Künstliche Intelligenz im Elektroauto der Zukunft
Das Auto der Zukunft wird gesteuert von künstlicher Intelligenz, ist wandlungsfähig, fährt selbstständig zur E-Tankstelle und koppelt sich für längere Strecken automatisch mit anderen zum Road-Train zusammen. Ein erstes Exemplar rollt in Bremen.
Wenn Timo Birnschein sein Vehikel einparkt, drückt er eine Taste seines Notebooks auf dem Beifahrersitz. Sensoren messen die Länge der Parklücke wie von Geisterhand bewegt sich das kleine Lenkrad am spartanisch bestückten Armaturenbrett. Die vier Räder drehen sich jeweils um bis zu 90 Grad – und schwups rollt das „EO Smart connecting car“ genannte Fahrzeug in die Lücke, die nur wenige Zentimeter länger ist als das Fahrzeug selbst. Gleichzeitig fährt die kantige, blaue Kanzel des Kleinwagens mit Birnschein gut einen halben Meter nach oben, was ihm einen guten Überblick im Großstadtdschungel sichert. Und damit er auch in ganz engen Parklücken aus dem Fahrzeug aussteigen kann, lassen sich die Türen eng zusammengefaltet nach oben wegklappen. „Aber eigentlich sind das alles nur Äußerlichkeiten“, lacht Birnschein, der als Informatiker am Deutschen Forschungszentrum für Künstliche Intelligenz (DFKI) an der Universität Bremen arbeitet und mit einem Team von fast einem Dutzend Kollegen die Entwicklung des „EO“ leitet.
Bremer Forschungszentrum für Künstliche Intelligenz entwickelt Elektroauto „EO“
Die wahren Werte und Möglichkeiten des kleinen Elektrofahrzeuges liegen in seinem Inneren. Im Lateinischen steht „EO“ für „Ich gehe“, am DFKI könnte die Übersetzung lauten: „Was geht? Was ist machbar?“ Denn die Bremer Robotik-Experten erforschen mithilfe dieses Kleinwagens, welche Fähigkeiten das (Elektro) Auto der Zukunft haben muss – und welche es haben könnte.
Das Auto der Zukunft hat viele Gesichter. Alle großen Hersteller forschen und experimentieren zurzeit an alternativen Antriebskonzepten wie reinen Elektroautos, Hybridsystemen oder Brennstoffzellen, die zum Teil schon auf der Straße sind, zum Teil erst in den kommenden Jahren auf die Straße rollen sollen.

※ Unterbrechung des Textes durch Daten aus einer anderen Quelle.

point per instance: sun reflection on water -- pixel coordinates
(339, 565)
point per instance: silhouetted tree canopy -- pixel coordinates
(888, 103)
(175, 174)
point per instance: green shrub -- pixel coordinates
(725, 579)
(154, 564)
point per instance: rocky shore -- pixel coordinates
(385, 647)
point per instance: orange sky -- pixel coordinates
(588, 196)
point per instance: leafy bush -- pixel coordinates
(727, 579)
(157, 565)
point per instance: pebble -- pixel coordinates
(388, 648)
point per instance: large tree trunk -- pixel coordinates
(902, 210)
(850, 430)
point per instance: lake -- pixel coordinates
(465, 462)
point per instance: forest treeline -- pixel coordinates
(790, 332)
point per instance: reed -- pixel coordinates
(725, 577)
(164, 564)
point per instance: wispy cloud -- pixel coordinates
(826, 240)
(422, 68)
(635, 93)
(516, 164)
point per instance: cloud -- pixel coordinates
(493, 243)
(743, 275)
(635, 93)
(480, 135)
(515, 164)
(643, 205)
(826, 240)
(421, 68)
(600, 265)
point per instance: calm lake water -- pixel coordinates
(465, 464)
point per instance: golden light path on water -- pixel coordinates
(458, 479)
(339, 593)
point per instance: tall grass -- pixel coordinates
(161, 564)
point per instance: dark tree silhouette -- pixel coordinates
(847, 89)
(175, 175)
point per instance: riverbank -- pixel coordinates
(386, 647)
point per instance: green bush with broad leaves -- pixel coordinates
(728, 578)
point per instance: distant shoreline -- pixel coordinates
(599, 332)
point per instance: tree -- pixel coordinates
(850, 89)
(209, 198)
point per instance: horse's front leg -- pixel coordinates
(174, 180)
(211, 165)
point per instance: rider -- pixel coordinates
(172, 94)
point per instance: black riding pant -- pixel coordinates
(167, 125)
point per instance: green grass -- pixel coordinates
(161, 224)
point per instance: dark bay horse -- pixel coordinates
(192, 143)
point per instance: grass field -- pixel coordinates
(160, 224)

An der RWTH Aachen haben Wissenschaftler und Ingenieure mit dem „StreetScooter“ ein „erschwingliches Elektromobil“ entwickelt, das eines Tages zum Preis von 10 000 € zu kaufen sein soll. An der TU München tüfteln Forscher an Leichtbaukonzepten für Carbon-Karossen und Wissenschaftler der „autonomos-labs“ an der FU Berlin haben einen handelsüblichen Kombi so mit Elektronik vollgestopft, dass sich das Fahrzeug völlig selbstständig durch den Straßenverkehr der Hauptstadt wühlen kann. Andere Forschungseinrichtungen wie die Uni Münster nehmen sich einzelne Aspekte – wie zukünftige Batteriesysteme – vor.
All diese Projekte betrachten Elemente des Fahrens und liefern am Ende eine Fortschreibung des bisherigen Systems Auto.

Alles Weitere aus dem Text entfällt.